The Zóhar and cabalistic texts later you see the blessings of Yitzjak as channels of divine energy that determine the fate of Israel and Esav/Edom.

From this prism:

  • Blindness “disconnects” in part to Yitzjak of the world of appearance and leave it to act as “channel pure” of berajá.
  • The fact that bless Yaakov “believing” that it is Esav expresses a mystery: the light of Gevurah (Yitzjak) should be passed to the son of the central column (Yaakov/Tiferet), but without completely negate the role of Esav/Edom in the story.

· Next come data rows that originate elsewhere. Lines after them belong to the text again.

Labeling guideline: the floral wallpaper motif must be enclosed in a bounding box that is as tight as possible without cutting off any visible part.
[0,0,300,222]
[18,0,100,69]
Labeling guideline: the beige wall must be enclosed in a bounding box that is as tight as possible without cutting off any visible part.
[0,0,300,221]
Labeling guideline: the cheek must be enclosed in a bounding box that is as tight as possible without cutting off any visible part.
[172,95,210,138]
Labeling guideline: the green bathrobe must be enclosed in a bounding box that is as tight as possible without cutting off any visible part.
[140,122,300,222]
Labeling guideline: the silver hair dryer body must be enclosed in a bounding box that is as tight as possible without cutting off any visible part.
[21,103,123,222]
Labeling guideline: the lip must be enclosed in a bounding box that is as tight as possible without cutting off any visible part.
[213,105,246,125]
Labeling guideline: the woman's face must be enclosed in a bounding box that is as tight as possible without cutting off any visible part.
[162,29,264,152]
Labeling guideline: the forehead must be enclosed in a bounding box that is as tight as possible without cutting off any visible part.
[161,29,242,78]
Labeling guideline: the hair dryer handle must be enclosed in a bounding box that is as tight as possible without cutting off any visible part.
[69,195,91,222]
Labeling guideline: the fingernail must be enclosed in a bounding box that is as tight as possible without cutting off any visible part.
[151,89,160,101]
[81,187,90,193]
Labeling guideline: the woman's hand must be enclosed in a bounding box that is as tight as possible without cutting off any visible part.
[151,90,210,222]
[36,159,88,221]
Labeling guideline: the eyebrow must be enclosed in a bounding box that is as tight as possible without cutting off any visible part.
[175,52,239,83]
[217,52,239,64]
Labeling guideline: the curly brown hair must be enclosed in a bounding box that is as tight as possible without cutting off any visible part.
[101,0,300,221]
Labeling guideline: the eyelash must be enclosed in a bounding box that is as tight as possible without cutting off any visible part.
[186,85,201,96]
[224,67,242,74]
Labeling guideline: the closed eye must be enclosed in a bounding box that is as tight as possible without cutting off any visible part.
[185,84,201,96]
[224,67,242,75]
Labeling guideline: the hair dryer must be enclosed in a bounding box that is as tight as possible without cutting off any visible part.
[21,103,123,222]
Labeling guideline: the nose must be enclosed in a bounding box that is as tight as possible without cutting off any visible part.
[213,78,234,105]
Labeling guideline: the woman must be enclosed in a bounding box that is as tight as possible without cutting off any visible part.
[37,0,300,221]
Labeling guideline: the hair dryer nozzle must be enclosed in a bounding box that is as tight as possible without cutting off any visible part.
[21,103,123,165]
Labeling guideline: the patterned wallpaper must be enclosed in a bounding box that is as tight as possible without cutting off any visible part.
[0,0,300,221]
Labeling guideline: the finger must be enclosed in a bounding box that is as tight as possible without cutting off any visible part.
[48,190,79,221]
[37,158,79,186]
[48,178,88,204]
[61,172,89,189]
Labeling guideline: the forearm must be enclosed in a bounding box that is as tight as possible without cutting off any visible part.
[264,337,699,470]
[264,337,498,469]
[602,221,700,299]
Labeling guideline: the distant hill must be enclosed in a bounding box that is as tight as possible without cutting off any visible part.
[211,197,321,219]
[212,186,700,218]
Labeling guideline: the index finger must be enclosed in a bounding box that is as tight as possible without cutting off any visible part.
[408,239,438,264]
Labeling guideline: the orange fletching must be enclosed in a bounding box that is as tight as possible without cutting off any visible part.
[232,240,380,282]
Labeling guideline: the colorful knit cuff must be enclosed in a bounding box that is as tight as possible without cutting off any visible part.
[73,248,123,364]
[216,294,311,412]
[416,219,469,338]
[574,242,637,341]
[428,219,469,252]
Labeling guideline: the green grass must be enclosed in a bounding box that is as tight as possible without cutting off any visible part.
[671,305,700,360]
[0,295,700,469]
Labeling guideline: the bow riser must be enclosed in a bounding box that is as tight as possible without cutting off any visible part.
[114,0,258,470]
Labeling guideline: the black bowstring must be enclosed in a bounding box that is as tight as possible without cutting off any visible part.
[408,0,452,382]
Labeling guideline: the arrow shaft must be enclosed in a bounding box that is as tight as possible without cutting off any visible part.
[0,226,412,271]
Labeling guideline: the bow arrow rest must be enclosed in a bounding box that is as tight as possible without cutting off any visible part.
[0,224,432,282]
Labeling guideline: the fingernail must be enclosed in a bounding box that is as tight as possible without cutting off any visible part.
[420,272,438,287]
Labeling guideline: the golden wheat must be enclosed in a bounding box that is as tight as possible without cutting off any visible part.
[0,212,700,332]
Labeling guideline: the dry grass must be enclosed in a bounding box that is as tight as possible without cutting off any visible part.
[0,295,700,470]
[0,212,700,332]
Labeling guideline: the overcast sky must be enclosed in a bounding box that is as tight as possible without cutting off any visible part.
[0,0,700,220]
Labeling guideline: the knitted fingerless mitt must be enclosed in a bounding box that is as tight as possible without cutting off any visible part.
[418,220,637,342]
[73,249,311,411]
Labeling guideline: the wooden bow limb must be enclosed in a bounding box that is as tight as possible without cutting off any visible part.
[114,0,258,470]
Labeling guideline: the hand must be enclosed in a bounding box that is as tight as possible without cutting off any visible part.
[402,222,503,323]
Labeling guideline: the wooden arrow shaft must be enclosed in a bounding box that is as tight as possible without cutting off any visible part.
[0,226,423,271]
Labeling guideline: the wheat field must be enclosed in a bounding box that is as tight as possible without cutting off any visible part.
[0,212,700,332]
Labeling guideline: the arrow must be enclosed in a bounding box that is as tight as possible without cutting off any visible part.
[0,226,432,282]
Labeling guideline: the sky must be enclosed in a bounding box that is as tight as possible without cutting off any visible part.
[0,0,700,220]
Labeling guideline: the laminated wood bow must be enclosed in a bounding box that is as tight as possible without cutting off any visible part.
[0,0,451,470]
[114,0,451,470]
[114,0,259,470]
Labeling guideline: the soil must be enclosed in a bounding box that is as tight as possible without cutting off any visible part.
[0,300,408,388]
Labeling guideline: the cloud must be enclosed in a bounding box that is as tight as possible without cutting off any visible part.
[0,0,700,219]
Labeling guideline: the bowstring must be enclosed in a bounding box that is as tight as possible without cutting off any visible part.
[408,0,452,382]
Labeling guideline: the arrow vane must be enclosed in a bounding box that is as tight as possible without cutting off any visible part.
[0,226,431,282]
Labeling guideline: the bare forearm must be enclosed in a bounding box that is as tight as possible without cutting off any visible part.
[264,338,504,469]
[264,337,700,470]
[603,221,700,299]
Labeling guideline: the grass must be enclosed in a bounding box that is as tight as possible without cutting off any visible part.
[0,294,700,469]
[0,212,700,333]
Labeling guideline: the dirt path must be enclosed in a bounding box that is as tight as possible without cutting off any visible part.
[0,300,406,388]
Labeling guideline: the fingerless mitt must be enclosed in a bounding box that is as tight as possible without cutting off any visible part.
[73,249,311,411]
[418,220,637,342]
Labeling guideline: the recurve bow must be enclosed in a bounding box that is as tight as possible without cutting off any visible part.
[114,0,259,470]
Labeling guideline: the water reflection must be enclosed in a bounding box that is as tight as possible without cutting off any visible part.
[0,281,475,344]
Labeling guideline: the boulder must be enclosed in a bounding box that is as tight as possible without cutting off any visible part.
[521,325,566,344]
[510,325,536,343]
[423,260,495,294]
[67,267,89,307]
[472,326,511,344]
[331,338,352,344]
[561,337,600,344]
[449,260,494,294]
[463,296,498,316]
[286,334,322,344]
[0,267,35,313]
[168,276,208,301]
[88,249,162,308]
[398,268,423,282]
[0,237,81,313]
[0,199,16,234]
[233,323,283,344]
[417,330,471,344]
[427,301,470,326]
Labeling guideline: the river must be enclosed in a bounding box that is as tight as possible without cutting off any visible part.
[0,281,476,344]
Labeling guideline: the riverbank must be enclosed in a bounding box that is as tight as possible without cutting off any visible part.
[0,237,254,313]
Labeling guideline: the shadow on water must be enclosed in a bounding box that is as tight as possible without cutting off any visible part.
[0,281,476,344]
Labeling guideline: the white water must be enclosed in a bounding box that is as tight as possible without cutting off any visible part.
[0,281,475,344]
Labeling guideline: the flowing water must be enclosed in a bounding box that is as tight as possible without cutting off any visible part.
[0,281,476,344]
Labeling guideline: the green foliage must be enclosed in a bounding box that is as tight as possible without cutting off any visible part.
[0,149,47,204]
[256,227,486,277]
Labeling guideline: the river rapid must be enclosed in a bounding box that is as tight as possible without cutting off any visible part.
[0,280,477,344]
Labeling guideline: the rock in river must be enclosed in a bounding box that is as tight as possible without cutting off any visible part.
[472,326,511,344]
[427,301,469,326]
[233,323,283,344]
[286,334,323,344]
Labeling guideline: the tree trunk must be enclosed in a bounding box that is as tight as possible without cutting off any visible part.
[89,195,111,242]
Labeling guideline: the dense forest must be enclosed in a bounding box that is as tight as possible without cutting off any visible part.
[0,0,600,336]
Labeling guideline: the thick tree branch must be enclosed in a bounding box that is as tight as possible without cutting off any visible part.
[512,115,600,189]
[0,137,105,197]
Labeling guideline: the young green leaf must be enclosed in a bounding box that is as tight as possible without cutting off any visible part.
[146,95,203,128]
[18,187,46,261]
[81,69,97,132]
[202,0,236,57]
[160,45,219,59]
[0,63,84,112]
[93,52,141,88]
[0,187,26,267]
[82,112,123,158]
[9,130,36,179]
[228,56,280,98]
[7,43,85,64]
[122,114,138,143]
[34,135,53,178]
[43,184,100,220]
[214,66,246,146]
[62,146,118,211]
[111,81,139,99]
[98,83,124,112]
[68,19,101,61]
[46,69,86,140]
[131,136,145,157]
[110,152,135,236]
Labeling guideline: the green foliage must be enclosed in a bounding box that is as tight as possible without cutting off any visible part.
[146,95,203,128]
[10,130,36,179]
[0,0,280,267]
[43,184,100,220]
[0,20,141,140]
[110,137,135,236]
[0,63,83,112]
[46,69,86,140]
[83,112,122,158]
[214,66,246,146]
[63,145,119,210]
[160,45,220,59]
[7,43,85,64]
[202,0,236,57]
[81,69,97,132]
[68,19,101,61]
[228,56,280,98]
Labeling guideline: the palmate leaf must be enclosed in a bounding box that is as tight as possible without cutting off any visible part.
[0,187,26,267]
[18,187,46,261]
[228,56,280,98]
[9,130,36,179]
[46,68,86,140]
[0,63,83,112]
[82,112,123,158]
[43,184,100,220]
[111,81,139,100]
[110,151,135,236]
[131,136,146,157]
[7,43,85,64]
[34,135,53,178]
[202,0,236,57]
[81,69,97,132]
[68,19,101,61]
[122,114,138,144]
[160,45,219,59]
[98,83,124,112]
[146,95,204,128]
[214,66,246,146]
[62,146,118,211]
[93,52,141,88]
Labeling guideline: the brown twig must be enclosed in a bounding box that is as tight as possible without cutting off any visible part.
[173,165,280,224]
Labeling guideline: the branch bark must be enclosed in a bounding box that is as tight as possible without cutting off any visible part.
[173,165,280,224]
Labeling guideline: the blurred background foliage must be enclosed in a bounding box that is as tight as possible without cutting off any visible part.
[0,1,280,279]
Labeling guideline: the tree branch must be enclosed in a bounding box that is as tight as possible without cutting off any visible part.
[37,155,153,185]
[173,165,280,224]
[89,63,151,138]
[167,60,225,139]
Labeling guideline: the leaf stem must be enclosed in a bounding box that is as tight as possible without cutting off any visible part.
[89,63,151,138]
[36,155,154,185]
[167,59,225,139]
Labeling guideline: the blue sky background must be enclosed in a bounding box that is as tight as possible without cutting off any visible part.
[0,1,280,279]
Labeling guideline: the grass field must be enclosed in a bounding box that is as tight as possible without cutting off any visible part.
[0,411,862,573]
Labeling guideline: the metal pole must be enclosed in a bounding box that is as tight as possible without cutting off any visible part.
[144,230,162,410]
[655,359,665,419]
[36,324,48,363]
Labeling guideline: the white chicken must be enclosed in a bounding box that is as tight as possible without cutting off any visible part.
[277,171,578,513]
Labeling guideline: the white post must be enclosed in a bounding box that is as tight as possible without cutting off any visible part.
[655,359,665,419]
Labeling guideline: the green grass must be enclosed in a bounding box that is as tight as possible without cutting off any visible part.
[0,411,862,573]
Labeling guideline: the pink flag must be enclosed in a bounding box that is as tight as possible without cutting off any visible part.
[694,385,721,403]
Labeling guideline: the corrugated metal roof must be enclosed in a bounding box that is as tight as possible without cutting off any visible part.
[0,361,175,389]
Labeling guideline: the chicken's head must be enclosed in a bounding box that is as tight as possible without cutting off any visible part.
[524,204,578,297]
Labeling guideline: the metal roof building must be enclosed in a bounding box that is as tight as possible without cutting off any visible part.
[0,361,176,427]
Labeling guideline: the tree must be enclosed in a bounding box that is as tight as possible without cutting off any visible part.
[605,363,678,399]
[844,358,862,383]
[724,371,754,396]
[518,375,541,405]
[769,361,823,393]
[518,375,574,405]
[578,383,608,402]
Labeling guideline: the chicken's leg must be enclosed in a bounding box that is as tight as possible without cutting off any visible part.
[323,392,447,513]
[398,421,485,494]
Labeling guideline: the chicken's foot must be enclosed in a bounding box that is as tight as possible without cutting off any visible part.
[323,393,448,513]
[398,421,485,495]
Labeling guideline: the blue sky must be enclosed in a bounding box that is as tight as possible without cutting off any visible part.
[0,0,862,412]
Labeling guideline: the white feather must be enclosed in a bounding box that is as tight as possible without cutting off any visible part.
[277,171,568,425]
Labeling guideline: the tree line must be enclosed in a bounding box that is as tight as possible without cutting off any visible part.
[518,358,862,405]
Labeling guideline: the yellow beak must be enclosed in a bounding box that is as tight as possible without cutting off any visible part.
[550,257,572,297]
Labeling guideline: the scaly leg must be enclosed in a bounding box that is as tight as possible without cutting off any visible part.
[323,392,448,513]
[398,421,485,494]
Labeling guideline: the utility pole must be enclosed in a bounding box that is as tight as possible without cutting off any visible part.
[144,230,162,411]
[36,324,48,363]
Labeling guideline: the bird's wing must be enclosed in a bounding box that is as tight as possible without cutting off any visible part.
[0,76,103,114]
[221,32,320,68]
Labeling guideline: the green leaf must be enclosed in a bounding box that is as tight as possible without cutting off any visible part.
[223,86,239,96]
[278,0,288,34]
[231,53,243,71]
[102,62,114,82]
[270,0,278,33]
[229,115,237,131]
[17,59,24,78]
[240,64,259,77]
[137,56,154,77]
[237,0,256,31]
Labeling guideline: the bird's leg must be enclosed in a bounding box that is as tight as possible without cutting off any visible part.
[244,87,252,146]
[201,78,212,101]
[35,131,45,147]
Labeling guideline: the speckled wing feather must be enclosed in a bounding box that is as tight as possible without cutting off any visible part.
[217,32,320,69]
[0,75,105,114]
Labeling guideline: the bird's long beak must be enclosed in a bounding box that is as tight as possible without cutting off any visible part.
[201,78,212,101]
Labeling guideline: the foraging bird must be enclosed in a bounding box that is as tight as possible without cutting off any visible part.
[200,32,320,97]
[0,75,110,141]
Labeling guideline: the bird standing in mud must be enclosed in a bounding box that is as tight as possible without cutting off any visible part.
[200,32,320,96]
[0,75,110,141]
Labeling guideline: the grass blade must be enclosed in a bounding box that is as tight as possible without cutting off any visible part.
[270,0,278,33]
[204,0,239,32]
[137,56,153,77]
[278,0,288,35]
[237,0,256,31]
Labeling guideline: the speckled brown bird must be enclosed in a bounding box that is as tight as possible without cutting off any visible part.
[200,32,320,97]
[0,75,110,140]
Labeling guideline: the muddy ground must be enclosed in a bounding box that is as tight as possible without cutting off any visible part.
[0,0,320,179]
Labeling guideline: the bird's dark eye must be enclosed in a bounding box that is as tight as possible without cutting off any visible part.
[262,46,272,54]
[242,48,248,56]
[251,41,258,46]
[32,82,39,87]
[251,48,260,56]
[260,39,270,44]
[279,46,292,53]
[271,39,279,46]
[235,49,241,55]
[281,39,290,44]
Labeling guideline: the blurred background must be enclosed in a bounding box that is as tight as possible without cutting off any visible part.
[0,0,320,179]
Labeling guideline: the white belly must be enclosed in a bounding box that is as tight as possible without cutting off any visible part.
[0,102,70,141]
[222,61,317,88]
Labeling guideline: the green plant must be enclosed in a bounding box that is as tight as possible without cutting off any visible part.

5. Synthesis: by that Yitzjak is blind, according to the sources

5.1. Levels of explanation

  1. Natural / peshat
    • Old age, human frailty, disability, normal.
  2. Moral / midrashica
    • Smoke from idolatry of the wives of Esav.
    • Punishment for ignoring the sins of Esav and left to “bribe” for his delicacies.
  3. Historical-theological
    • A consequence of the Akeidah: tears of angels, the vision of the Shechinah/Gehinnom.
    • Instrument of Providence for the berajá pass to Yaakov.
  4. Mystical (kabbalistic)
    • Manifestation of the connection of extreme Yitzjak with Gevurah/left-hand column, which results in darkness and blindness.
  5. Readings in contemporary
    • Symbol of the difficulty of a parent to see the faults of a beloved child.

5.2. Do they exclude each other?

In rabbinic thought classic, no:

  • There may be blindness senile and at the same time a reading moral (“God closed his eyes, because the cerro yours”).
  • The Akeidah can cause remote, the smoke of the idolatry proximate cause and the Providence final cause.
  • For the cabal, all these levels are different levels of the same reality.

6. Relevant topics

  1. Text-base clear: Genesis 27:1; stresses the relationship between old age, blindness, and the scene of the blessings.
  2. Minimum of midrashim that are important to know and quote:
    • Smoke from the idolatry of the wives of Esav.
    • Tears of the angels in the Akeidah.
    • Blindness to allow the berajá comes to Yaakov.
    • Blindness as a punishment for “not seeing” the wickedness of Esav.
  3. Point cabalistic central: Yitzjak = Gevurah; blindness is the darkness of the left column and at the same time the mechanism to transfer that energy to Yaakov.
  4. Applying ethics:
    • The danger of loving a child so “dependent of something” (for the likes you give, for the image projected).
    • The responsibility not to close our eyes to the evil, even when it comes to our own.
    • The acceptance of old age and disability as part of the creation of God, without romantizarla, but not stigmatize it.
Abel
Abelhttps://lamishna.com
Abel Flores is a journalist and researcher -for more than 20 years - at the intersection between the history and the sacred mysteries metaphysical. Their work delves into the Mishnah, the Bible and the Kabbalah, exploring the codes, contexts and hidden dimensions that connect the biblical tradition and rabbinic with the evolution of spiritual and philosophical in the world. It combines academic rigor with a look critically and analytically, revealing the links between theology, religion, power and ancient knowledge.